Voters like Engstrom who do have ID but just left it at home cannot claim a reasonable impediment. Instead, they are supposed to bring their photo ID to the local board of elections office so their ballots can be counted.
Elections officials have been working to get the word out to voters for the better part of two years now. Those who voted in in the past several elections were told of the pending voter ID rules when they cast ballots in 2014 and 2015. In Chapel Hill, Orange County Elections Director Tracy Reams said she worked with campus political organizations to get the word out.
"We worked really hard to get the word out prior to early voting," Reams said.
Many UNC students, she said, are opting to bring their passport back to the Board of Elections rather than claim a reasonable impediment. That's different from the situation in Durham, where data show voters associated with Duke are claiming an impediment in higher numbers than their UNC counterparts.
"That's another thing we're concerned about, that the interpretation, the administration and how the student is handled, varies from place to place," Hall said.

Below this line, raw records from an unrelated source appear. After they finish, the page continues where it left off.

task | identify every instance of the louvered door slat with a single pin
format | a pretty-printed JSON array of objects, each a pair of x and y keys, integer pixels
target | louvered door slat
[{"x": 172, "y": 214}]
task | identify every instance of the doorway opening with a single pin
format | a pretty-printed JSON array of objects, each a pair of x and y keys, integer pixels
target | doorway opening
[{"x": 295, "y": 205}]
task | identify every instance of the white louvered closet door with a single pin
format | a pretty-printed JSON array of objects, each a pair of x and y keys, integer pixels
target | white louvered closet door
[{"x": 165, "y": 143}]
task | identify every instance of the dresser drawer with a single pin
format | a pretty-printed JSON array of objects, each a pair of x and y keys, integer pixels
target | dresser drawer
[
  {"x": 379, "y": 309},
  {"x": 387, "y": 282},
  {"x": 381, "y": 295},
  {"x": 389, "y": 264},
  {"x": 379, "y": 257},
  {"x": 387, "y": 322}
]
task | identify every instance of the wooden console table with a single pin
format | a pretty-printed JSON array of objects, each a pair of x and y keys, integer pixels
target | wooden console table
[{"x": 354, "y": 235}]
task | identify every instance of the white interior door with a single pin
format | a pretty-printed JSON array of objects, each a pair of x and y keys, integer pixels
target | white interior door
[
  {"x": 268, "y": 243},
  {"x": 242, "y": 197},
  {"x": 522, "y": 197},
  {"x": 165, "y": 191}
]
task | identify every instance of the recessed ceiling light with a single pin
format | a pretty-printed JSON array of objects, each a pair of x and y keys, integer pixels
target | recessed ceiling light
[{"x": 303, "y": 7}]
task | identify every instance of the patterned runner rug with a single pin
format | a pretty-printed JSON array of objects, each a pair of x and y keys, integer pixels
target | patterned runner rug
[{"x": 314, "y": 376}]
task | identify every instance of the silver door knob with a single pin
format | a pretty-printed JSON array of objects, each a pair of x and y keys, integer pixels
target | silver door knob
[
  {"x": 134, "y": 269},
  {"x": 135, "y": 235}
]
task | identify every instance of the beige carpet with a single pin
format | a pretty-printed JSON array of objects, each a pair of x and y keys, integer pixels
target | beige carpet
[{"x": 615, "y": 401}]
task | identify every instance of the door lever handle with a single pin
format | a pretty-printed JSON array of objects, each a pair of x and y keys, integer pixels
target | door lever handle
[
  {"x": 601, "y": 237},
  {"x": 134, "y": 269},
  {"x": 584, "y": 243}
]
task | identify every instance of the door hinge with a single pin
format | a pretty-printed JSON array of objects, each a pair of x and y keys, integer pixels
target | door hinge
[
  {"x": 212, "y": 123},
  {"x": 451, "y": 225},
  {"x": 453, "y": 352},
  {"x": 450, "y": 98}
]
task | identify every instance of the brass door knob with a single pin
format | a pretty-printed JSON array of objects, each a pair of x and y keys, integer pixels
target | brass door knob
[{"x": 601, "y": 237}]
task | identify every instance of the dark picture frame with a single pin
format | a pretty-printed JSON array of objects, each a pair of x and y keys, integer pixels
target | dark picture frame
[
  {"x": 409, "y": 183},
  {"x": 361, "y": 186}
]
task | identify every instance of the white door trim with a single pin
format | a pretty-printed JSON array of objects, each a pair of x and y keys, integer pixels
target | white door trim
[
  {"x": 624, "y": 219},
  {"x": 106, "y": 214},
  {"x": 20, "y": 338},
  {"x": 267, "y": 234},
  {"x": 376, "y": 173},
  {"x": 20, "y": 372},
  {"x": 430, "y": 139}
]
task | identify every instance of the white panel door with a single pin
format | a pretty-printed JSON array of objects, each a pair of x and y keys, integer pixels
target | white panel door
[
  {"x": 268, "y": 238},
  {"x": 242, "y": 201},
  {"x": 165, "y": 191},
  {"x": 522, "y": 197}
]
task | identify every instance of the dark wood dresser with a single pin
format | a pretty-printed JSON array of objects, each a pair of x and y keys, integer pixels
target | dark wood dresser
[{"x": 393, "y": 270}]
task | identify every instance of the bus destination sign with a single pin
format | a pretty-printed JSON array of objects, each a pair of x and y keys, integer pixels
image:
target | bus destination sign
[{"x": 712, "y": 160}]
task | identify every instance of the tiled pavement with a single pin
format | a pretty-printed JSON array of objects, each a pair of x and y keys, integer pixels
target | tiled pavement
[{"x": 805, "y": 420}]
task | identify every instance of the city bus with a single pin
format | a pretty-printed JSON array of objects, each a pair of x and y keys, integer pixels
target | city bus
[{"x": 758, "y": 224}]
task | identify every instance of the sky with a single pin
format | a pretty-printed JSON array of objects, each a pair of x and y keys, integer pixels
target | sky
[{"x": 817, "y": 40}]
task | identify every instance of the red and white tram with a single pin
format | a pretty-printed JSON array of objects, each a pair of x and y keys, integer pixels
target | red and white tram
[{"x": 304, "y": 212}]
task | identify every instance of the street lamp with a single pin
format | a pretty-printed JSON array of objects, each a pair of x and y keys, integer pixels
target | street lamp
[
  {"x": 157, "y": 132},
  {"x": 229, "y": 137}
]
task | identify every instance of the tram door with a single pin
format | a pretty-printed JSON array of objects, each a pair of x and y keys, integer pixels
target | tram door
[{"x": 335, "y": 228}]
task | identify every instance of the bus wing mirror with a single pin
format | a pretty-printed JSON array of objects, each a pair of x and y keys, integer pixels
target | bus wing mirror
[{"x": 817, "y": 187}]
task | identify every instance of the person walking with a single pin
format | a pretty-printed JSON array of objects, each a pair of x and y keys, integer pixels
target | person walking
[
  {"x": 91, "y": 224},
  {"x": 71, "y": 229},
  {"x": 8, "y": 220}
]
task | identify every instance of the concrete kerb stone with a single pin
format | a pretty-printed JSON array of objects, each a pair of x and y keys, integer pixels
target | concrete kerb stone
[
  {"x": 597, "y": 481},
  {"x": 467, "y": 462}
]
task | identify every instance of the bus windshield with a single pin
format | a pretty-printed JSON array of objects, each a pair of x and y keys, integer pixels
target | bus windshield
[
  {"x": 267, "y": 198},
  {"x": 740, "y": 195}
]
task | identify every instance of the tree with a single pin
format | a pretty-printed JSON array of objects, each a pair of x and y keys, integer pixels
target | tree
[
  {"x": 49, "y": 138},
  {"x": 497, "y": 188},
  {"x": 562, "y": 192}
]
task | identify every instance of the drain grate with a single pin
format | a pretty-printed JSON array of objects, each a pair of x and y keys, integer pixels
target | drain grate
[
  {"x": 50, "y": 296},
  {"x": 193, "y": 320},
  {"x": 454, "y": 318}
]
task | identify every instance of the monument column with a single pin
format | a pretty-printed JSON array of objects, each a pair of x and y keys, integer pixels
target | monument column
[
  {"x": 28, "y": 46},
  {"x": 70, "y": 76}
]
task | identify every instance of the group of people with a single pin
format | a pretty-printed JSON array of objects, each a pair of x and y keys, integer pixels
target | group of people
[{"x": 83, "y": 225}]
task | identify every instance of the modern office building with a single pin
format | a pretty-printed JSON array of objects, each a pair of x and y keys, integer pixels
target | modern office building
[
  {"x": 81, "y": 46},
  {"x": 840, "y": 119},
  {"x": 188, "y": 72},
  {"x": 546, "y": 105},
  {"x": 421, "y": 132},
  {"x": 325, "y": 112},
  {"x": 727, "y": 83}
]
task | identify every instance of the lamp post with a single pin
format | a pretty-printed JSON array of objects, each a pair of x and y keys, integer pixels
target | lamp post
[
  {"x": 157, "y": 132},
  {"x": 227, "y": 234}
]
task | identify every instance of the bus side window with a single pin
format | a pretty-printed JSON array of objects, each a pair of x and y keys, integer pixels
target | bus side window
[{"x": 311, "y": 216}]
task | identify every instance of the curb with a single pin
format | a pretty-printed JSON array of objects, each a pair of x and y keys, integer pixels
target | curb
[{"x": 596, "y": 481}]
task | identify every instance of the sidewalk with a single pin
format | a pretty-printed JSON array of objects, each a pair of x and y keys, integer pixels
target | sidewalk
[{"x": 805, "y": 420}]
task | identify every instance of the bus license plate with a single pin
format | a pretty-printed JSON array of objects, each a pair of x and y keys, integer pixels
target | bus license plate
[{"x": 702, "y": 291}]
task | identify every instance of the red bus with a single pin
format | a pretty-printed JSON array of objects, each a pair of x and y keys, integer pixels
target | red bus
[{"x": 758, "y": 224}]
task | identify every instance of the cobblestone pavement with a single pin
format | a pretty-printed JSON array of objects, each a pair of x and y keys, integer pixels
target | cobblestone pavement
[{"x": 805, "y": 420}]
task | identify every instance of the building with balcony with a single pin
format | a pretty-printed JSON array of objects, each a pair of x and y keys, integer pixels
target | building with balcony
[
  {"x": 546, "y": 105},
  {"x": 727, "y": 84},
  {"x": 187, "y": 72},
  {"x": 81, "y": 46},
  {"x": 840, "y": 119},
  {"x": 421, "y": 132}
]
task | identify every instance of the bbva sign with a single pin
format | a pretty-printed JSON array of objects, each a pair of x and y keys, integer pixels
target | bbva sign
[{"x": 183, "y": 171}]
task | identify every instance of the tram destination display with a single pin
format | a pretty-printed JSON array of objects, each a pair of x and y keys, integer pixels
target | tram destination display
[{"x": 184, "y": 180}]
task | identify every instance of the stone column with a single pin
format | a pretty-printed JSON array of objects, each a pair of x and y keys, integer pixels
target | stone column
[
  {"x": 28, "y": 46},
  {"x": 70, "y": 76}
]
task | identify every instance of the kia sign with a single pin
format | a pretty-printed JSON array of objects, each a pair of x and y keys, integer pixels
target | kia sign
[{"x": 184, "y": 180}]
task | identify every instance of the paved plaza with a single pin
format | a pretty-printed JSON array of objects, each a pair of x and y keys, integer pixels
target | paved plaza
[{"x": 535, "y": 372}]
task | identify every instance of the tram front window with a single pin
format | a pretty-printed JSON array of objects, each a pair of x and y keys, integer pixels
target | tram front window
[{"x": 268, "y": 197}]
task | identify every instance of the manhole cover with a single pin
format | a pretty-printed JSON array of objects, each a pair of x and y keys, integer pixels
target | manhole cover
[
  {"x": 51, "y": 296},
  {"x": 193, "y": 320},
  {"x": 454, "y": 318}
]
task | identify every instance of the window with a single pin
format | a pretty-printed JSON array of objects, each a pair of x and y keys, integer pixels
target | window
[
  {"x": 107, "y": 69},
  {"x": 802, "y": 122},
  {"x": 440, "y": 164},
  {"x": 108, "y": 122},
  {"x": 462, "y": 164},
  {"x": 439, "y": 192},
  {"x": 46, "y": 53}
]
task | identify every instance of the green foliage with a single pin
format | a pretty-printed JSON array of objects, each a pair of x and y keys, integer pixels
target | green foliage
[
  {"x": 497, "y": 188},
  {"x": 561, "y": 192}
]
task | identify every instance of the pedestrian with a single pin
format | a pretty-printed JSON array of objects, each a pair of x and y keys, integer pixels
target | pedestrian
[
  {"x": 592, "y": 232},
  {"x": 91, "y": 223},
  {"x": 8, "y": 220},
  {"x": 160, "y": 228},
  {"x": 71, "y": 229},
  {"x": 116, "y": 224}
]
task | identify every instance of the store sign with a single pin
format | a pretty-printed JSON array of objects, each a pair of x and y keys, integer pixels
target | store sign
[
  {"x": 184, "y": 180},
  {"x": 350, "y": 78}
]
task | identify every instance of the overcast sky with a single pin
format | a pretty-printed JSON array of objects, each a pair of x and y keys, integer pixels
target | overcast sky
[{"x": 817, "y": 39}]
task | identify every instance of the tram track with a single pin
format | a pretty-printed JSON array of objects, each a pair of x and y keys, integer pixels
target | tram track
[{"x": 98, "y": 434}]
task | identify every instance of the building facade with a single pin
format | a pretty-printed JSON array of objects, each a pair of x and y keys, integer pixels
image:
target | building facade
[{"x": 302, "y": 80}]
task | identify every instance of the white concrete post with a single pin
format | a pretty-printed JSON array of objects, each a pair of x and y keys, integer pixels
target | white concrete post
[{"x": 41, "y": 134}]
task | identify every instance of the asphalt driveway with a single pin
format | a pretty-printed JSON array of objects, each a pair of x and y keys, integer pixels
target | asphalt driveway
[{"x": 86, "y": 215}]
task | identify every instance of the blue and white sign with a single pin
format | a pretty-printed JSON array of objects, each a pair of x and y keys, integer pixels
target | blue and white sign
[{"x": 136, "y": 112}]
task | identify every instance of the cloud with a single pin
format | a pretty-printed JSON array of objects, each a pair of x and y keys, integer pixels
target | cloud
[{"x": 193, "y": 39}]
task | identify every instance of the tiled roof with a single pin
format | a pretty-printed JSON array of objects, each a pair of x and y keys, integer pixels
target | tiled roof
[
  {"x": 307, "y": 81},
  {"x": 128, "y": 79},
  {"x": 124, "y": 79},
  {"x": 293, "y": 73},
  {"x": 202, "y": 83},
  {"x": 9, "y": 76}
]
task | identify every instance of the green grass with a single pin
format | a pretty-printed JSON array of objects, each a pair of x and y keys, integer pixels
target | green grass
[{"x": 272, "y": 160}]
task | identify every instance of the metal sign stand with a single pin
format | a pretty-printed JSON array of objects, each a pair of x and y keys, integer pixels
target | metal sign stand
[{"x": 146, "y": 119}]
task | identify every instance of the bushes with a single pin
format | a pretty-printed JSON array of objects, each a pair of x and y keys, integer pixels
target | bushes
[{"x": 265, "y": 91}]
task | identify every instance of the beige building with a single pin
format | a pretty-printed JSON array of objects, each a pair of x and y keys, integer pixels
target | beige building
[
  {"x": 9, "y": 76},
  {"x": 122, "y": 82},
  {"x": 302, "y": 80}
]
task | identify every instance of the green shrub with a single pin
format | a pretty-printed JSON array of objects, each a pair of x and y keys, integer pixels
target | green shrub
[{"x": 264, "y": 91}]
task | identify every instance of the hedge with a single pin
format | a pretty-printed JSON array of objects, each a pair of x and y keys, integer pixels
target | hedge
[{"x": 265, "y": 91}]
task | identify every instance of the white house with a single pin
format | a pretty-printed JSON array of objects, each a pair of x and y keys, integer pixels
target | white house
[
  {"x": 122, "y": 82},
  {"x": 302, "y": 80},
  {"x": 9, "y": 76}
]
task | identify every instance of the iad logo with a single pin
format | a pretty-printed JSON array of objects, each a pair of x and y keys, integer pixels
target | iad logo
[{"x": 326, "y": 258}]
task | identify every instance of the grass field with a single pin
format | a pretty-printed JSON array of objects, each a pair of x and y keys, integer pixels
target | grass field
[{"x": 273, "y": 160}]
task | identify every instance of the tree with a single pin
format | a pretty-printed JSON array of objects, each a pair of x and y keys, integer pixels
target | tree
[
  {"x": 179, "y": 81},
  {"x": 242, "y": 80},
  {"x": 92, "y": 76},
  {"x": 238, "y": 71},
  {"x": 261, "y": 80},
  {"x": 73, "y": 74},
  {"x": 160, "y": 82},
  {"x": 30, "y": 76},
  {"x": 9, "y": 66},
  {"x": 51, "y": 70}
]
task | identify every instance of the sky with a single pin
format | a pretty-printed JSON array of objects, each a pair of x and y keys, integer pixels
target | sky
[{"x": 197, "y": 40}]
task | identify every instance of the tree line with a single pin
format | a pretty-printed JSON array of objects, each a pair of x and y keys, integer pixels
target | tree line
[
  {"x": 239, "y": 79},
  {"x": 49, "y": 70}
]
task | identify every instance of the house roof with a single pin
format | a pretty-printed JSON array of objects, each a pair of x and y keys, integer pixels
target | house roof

John Wartenberg, 73, a retiree from Saginaw, Mich., who now lives with his daughter in Youngsville, said he hasn't kept his ID current since he stopped driving. While the voter ID law allows those over 70 to use expired forms of ID, as long as that document expired after they turned 70, Wartenberg's old Michigan license didn't pass muster.
"I'm happy with the way they handled the situation," he said, noting that he had used curbside voting for the first time as well. "I hope the fella I marked on my ballot deserves my vote."